Based in both Monash University (Australia) and The Pennsylvania State University (USA), the Australasia-U.S. Educational Equity Hub project (AUSEEH) is collaborating with scholars, educators, students, policymakers, education systems, and Non-Governmental Organizations to co-design ethical student voice tools and conduct research that will help partners improve outcomes and equity for students across the regions. AUSEEH’s projects intentionally cross both geographic and system boundaries, with the intent of delivering
ethically nuanced, evidence-based, student voice-driven, practical and actionable solutions to problems that may be adversely affecting students and lead to a reduction in the opportunities available to them throughout their lives. For instance, we are creating a global
network of scholars that study the use of student voice-based assessment data (e.g., student surveys) to improve teaching and access to higher education. Scholars in the network will be able to exchange methods, insights, and ethical-educational strategies
across regions to address this issue of systemic inequities in education.

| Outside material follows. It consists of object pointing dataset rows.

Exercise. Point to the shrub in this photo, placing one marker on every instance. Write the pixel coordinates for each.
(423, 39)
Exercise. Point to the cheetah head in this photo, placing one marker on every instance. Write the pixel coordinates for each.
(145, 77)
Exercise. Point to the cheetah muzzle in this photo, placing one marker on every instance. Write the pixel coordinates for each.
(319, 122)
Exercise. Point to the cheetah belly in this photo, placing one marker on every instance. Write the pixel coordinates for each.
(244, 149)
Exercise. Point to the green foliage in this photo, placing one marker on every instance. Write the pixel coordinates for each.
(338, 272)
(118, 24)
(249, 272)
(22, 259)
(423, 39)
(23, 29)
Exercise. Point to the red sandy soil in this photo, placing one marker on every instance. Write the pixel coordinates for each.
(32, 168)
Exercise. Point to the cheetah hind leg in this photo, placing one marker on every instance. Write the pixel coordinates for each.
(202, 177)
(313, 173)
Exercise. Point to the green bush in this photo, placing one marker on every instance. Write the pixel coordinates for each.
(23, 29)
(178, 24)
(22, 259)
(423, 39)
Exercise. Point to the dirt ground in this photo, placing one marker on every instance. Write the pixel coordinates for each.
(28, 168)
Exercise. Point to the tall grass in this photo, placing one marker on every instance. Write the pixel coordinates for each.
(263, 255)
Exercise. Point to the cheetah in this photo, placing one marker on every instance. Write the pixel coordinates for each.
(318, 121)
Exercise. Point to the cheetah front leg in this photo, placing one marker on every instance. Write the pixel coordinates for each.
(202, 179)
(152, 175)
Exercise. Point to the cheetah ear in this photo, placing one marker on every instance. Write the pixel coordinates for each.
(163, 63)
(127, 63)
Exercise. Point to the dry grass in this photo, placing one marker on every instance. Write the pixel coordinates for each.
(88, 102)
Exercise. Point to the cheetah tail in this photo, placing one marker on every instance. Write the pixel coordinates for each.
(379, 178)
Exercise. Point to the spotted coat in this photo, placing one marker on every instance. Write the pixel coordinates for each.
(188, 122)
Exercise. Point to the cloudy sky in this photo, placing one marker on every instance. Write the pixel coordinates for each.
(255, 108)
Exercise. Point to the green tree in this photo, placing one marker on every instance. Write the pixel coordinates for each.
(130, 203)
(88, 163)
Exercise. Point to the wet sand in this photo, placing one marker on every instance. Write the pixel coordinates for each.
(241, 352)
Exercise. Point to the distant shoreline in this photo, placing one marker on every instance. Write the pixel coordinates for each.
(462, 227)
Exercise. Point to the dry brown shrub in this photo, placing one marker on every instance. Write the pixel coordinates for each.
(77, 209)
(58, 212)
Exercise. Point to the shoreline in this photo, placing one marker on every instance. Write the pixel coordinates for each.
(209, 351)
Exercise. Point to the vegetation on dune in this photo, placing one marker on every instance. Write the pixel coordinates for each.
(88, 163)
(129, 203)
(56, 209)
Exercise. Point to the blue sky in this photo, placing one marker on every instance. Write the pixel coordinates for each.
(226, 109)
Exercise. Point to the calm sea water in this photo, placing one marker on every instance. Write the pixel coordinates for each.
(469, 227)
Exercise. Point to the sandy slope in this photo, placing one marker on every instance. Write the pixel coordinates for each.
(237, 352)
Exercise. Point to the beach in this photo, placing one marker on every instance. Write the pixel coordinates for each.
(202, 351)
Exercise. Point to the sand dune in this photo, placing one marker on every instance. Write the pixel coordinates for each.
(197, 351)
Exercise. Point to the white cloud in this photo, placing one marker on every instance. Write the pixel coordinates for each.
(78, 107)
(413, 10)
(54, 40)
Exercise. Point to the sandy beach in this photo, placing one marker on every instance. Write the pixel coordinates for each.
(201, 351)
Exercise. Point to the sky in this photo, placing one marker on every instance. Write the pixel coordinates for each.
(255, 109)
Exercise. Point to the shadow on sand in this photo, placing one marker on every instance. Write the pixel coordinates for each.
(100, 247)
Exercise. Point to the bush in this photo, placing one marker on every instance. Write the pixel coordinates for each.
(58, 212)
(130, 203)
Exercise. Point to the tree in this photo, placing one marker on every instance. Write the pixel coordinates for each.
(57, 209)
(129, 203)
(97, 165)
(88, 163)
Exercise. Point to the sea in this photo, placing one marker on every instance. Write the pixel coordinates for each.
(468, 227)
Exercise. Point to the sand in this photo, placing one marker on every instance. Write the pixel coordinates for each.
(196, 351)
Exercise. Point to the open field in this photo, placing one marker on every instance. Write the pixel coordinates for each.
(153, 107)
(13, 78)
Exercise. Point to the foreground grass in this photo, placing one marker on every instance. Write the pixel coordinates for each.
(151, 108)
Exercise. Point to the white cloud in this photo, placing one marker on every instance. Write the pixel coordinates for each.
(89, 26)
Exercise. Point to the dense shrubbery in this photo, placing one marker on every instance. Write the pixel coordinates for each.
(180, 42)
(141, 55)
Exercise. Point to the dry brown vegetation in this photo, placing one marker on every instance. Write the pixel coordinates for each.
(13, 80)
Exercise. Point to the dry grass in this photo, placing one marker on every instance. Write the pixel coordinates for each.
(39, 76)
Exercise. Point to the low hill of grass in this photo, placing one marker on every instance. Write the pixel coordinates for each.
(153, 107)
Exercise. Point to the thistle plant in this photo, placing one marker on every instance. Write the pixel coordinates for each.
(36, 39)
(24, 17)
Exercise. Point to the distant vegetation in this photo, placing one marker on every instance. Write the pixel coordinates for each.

Researchers at the AUSEEH have expertise in a broad range of topics (e.g., student/youth voice, educational ethics, assessment, policy, social justice, civic education, EAL teaching and learning, digital technologies and refugee education) and methods (e.g., participatory action research, public opinion polling, causal and mixed method evaluations). From its Monash University base, the Hub project is also able to bring in expertise from across the university (e.g., the Monash Data Science and AI Platform and its branch, the Monash Statistical Consulting Service) and outside Monash University, ensuring we assess and utilise the appropriate knowledge and methods to effectively address globally and ethically challenging issues of educational inequity.